Rai is the officer who, in 2007, arrested three IPS officers, DG Vanzara (now retired) and Rajkumar Pandian, both from Gujarat cadre, and Dinesh MN, of Rajasthan cadre, in the Sohrabuddin Sheikh ‘fake’ encounter case.
Rai was granted the relief by a division bench, as the union government, which had filed a counter-petition, sought time to file an additional affidavit so as to put on record subsequent developments since it filed a chargesheet against Rai in January for alleged “unauthorised handing over” of his charge.
The union government’s counter-petition has also challenged the jurisdiction of the Central Administrative Tribunal (CAT), Ahmedabad as well as the maintainability of the tribunal’s January 21 order, which had stayed action against the officer.

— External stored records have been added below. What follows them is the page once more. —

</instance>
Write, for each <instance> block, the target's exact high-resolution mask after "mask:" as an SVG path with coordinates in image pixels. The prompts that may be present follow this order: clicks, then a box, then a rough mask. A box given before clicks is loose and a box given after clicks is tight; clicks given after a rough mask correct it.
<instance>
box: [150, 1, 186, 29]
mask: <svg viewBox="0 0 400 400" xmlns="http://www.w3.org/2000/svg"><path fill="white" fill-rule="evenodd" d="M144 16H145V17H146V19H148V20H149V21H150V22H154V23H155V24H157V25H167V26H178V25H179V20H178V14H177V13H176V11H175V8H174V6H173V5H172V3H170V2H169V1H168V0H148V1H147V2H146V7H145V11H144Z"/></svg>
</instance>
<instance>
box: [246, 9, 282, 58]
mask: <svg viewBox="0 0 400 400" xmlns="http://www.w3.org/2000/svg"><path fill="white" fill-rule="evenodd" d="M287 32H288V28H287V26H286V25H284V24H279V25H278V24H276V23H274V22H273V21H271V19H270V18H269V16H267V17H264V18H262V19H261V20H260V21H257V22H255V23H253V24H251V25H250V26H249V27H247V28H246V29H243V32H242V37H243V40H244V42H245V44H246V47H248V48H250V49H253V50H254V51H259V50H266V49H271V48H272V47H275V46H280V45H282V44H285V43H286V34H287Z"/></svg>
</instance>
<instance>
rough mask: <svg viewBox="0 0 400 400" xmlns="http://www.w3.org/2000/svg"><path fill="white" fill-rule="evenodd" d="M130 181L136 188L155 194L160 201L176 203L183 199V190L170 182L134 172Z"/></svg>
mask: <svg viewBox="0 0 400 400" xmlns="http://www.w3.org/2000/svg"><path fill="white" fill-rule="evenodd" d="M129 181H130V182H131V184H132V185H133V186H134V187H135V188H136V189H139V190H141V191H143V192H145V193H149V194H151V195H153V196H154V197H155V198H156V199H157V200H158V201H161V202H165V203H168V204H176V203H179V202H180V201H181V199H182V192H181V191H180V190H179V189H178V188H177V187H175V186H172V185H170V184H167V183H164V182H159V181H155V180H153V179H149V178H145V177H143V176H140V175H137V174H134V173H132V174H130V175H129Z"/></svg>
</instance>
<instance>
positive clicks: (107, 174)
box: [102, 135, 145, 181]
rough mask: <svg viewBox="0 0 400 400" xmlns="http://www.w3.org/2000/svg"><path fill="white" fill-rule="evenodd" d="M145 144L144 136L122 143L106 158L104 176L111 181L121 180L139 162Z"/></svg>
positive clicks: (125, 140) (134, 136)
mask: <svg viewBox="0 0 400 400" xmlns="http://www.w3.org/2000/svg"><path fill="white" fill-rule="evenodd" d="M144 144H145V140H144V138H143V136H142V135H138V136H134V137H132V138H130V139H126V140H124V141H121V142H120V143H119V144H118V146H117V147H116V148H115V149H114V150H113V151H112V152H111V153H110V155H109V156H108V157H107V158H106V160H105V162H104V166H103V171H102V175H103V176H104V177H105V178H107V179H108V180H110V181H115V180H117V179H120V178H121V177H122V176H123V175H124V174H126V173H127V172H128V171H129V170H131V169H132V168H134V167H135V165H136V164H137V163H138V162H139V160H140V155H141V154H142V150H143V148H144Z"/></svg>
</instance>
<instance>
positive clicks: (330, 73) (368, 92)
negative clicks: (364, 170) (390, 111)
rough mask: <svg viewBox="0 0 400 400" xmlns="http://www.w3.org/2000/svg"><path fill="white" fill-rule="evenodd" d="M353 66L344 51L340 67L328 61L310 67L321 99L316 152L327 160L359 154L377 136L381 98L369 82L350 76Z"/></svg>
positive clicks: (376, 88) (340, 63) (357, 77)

On January 21, CAT’s Ahmedabad bench directed the state and central governments to not take any action against Rai with respect to the chargesheet against him issued by the CRPF, where Rai was last posted. The tribunal cited the pending decision on Rai’s plea challenging the Centre’s rejection of his request seeking voluntary retirement. The government had refused to retire him stating that “he was not clear from the vigilance angle” and cited a chargesheet of 2017 served to him by the Centre, and three preliminary inquiries against him pending with the Gujarat government. In fact, the fresh chargesheet of January, issued to Rai by the Directorate General, CRPF had alleged that by the “unauthorised handing over” of his charge, Rai had acted “in a manner unbecoming of a member of the service” and thereby violated the service rules.
In August 2018, Rai sought voluntary retirement under Rule 16 (2) of the All India Services (Death-Cum-Retirement-Benefits) Rules, 1958, from service from November 2018, after serving the three-month mandatory notice period.